I usually plan at least 50%, sometimes 100% or 200% the amount of memory as configured in the DNS resolver application. That is if the resolver is configured with 1 GB of cache memory, I've made sure there is at least 1.5-3 GB of physical memory reserved to account for memory fragmentation.
Testing out other (better for small memory allocations) memory allocators might help.
ISC is now recommending "jemalloc" (https://jemalloc.net/) for BIND 9.
I've heard good things about "mimalloc" (https://github.com/microsoft/mimalloc), but never had the chance to test it on a really busy DNS resolver.
I did a webinar in 2022 for ISC on the topic (Slide 4.10ff):
https://www.isc.org/docs/2022-webinar-bind-memory-management.pdf
Measuring the "working set" is important (see Slide 5.12ff).
Other interesting resources on memory allocators:
https://blog.reverberate.org/2009/02/one-malloc-to-rule-them-all.html
https://web.archive.org/web/20110607183215/http://blog.pavlov.net/2007/11/21/malloc-replacements/
http://hoard.org/
The books from Brandon Gregg are excellent, but mostly Linux centric these days (1st edition was also about Solaris):
Systems Performance: Enterprise and the Cloud, 2nd Edition (2020)
https://www.brendangregg.com/systems-performance-2nd-edition-book.html
While I run my own little DNS servers on NetBSD and OpenBSD, all my experience with large ISP resolver are on Linux.

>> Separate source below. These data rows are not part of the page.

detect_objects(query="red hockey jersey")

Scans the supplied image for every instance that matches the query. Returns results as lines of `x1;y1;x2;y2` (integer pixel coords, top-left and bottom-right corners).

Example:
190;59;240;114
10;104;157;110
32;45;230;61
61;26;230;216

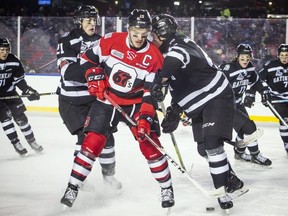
80;32;163;116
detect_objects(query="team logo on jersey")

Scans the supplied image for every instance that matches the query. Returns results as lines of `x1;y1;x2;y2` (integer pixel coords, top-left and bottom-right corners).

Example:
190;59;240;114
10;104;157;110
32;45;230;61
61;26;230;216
111;49;124;59
112;70;132;87
237;73;245;80
276;69;283;76
127;51;136;60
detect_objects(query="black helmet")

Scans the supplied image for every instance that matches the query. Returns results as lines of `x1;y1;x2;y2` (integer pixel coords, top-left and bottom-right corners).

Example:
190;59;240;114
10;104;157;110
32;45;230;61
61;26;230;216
151;14;178;40
0;38;10;49
236;44;252;57
73;5;100;27
277;44;288;56
128;9;152;29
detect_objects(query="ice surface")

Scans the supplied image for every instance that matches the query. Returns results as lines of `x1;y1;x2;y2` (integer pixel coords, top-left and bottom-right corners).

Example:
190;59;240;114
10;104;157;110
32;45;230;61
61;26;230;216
0;112;287;216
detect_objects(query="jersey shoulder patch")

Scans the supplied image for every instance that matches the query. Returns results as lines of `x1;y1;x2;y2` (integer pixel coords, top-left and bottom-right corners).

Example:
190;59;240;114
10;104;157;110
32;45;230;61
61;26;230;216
103;32;113;39
222;64;230;71
264;60;271;66
61;31;70;38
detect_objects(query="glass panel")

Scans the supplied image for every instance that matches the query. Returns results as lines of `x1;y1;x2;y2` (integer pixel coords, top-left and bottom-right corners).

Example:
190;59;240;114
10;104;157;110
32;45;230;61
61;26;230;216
105;17;117;34
194;18;286;68
0;16;286;74
0;17;18;54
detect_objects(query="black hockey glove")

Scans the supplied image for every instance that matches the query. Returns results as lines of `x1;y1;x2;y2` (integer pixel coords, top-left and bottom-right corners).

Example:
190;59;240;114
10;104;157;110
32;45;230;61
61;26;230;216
244;90;255;108
22;86;40;101
150;73;168;102
260;88;271;107
151;83;168;102
161;102;182;133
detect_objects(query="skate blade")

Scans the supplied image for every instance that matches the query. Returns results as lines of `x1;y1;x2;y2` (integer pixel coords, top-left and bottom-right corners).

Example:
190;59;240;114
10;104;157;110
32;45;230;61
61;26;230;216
166;207;171;216
62;204;69;211
225;209;230;215
228;186;249;200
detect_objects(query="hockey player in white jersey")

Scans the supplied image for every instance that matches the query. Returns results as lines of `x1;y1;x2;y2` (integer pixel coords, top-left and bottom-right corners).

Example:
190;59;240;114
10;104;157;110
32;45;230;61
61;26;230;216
56;5;121;190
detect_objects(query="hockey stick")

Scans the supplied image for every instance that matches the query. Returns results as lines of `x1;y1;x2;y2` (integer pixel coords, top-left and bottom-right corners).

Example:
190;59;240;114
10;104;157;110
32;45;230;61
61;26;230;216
0;92;56;100
38;58;57;70
267;101;288;128
271;99;288;103
159;102;187;170
178;114;264;148
104;91;225;198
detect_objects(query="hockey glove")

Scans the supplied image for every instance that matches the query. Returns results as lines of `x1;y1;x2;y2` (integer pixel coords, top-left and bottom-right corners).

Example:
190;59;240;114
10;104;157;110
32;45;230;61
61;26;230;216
85;67;107;100
161;102;182;133
261;88;271;107
244;90;255;108
150;73;168;102
132;115;153;141
22;86;40;101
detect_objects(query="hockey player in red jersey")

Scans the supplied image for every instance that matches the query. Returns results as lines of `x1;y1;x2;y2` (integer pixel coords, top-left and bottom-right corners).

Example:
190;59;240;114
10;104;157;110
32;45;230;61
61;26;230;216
56;5;121;190
60;9;175;209
0;38;43;155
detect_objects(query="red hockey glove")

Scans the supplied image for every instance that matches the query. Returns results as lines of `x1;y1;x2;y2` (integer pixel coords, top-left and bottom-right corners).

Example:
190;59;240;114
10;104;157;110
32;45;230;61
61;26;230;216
85;67;107;100
132;115;153;141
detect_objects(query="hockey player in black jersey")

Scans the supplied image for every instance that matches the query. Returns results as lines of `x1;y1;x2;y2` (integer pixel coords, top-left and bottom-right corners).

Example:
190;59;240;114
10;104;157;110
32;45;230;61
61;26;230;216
0;38;43;155
258;44;288;153
56;5;121;191
219;44;272;166
150;14;247;210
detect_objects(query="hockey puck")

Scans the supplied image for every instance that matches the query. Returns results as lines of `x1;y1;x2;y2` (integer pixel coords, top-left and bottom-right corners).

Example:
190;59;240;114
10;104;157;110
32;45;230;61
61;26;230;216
206;207;215;211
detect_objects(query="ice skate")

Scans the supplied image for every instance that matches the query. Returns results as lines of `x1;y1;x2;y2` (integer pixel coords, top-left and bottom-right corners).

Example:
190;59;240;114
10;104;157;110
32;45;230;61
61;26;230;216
161;186;175;208
28;139;44;152
60;183;78;207
13;142;28;155
218;194;233;210
251;153;272;166
234;151;252;162
103;175;122;190
226;172;244;193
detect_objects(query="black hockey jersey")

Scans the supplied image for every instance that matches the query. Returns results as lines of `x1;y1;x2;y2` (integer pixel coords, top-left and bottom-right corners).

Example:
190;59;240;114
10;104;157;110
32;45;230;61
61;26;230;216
0;54;29;95
56;28;101;105
219;61;265;105
258;59;288;100
160;35;233;117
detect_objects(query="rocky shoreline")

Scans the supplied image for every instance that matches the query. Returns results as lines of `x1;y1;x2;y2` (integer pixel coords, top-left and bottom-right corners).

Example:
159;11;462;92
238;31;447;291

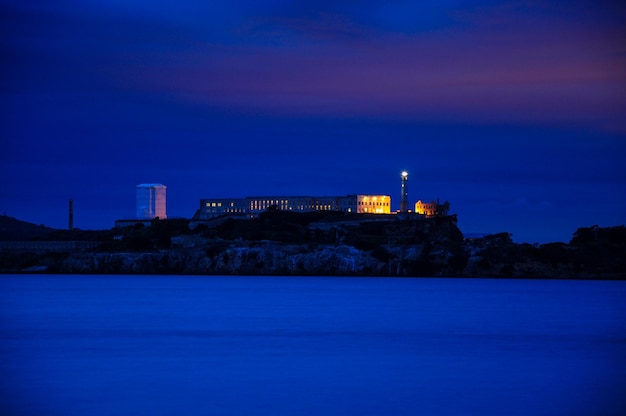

When I was operating a farm of DNS resolver for an cable ISP in Germany for > 1M subscriber, we've configured the DNS resolver cache to be around 1G. At that point of time (5 years ago) that was the sweet spot for cache size. Larger caches did not help with the query performance or DNS resolver load, as most records cached were only queries once and never again from the cache. Your customer base might vary, but a large cache is not always the optimal configuration.
If you need help compiling Unbound or BIND 9 with a custom allocator for/on NetBSD, let me know.